Digging into Datasets in Gale Digital Scholar Lab

│By Sarah L. Ketchley, Senior Digital Humanities Specialist, Gale│

This dataset post is a follow-up to Working with Datasets, a Primer which discussed text datasets of primary sources and explored how to access and work with them in Gale Digital Scholar Lab. Here, we’ll look at the topics of the first eight datasets in the Lab in more detail, the types of documents included in each set, and consider how a user may work with them for analysis. Our next blog post will showcase classroom-based use of the Lab’s datasets as an introductory pathway into the field of digital humanities.

The First Eight Datasets in Gale Digital Scholar Lab

Datasets in Gale Digital Scholar Lab
Datasets in Gale Digital Scholar Lab

Datasets of Gale Primary Sources text documents will be released at regular intervals; to date there are eight in the Lab which cover a variety of topics and document types. Each dataset contains around 200 documents of OCR text, which a user can work with in the Lab, or export to analyse using external tools. The datasets are small enough to be able to gain an understanding of their content, while still containing enough documents to allow for interesting analysis results. The datasets can be considered a starting point to learn about workflow in the Lab, or for learning about the specific topics each dataset covers. Once a user has clicked ‘get a copy’ of any dataset, the collection will appear in the ‘My Content Sets’ section of the Lab for further curation (adding/removing documents) as appropriate.

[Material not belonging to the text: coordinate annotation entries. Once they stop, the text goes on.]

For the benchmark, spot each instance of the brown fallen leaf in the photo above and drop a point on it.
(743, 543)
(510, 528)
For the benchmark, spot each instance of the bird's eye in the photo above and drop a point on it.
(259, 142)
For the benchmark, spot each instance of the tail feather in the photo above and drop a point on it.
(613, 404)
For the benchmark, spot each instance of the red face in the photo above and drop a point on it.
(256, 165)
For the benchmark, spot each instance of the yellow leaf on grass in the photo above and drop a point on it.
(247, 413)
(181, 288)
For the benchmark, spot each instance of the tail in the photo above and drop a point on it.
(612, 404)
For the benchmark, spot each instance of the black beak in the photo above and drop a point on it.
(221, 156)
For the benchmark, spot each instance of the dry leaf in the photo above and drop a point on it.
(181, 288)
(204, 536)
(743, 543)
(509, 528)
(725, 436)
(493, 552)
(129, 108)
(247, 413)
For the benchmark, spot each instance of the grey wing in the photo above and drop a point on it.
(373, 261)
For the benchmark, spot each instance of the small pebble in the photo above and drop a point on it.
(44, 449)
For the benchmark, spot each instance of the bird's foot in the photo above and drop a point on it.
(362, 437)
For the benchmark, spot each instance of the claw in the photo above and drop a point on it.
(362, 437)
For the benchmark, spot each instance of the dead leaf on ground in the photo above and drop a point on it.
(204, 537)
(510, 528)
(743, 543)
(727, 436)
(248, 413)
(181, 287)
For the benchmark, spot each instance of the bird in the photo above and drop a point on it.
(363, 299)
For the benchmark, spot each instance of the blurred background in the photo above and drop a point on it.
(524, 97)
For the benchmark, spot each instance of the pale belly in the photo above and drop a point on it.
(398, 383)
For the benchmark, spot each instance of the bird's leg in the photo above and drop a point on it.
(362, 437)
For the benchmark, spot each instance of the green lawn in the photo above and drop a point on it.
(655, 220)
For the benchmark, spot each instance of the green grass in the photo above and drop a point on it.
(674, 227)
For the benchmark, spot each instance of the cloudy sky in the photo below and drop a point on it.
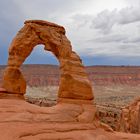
(102, 32)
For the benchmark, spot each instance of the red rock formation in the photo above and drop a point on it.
(74, 81)
(20, 120)
(73, 117)
(130, 118)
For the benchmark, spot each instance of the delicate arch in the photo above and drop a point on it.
(74, 83)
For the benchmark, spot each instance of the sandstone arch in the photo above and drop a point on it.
(74, 83)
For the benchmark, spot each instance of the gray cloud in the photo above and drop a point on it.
(106, 19)
(110, 38)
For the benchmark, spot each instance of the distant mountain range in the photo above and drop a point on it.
(44, 75)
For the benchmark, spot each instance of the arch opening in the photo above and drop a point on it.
(74, 82)
(42, 77)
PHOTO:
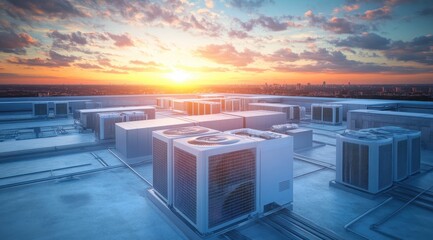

This blog post provides contextual background information for the eight topics and can be used as a brief subject orientation. The content will be supplemented as more datasets are added to the Lab.

Watergate in News Editorials Dataset

This dataset contains a range of editorial commentary on the 1972 Watergate scandal, which led to the downfall of President Richard Nixon. A break-in at the Democratic National Committee headquarters in the Watergate complex in Washington DC exposed illegal activities that included wiretapping, burglary and a government-wide coverup.

The 251 newspaper editorials in the dataset come from both US and European sources and were written between 1972 and 1975. They give a range of perspectives on the events as they unfold. Tools to consider include Sentiment Analysis, to track how sentiment towards President Nixon changed over time.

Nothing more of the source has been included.